When I became a mayor, even when I was supervisor, we did simulations for terrorist attacks or earthquakes or heat waves or fires. This pandemic isn't anything we ever thought, or at least I ever thought, we'd be dealing with.
For me, preparing for something like this goes back to my upbringing. I grew up with nothing. I've sadly seen more than my fair share of people lying on the sidewalk dead. I've been to countless funerals. I've been in an environment that, I think, makes you a stronger person and more prepared to deal with the unexpected. Nothing surprises you. It was instantly: "Okay, this is what we need to do."
When you're an elected official, you have to be comfortable with the fact that there are going to be people who love you and people who don't like you. You have a responsibility to make what you think is the best decision regardless. I'm not here to get credit. I would have preferred for someone to say, after this was over, "We think the mayor overreacted."
This has made me realize how important the mayors, the governors, and the president are in a time like this.
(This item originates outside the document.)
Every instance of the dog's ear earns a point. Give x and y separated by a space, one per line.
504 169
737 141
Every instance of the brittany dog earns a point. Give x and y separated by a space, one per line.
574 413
The legislators are important too, but people rely on their leaders in a different way during a crisis like this. Everyone wants the mayor to let them know what's going on. People are counting on us to help protect them. If it's a bad decision, it's on me. If it's a good decision, it's on me.
I spoke with a mental health professional and talked about even my own feelings of isolation. I'm not able to connect with anyone because I live alone, and that's hard. I'm running the city, but I have to deal with my mental health, and what does that mean? How do you deal with it? How do we make sure that people are going to be okay? All I can think about is, "What would I want my mayor to do? How would I want my mayor to make me feel as a citizen of the city so that I can know with confidence that we're going to be okay?" That's what I try to do every day, reassure the people of this city.
Because I'm a spiritual person, not only do I pray, but I also meditate. I feel like this is a moment to pause and to reflect, but to not allow it to consume you in a negative way. Try to stay focused, try to stay prayerful, look to the good people in your life and maintain and enhance those relationships. Be good to other people, even when they're not necessarily good to you. Do what you can to get yourself and your family and the people you care about through this in a positive way because this too shall pass.
The kindness of folks is really coming out. I got a note from a neighbor that said if I needed anything, someone to talk to, somebody to run errands, "Here's my number, here's my email, call me." Let's keep that going. Let's look for the good in this experience.
This interview has been edited and condensed for clarity.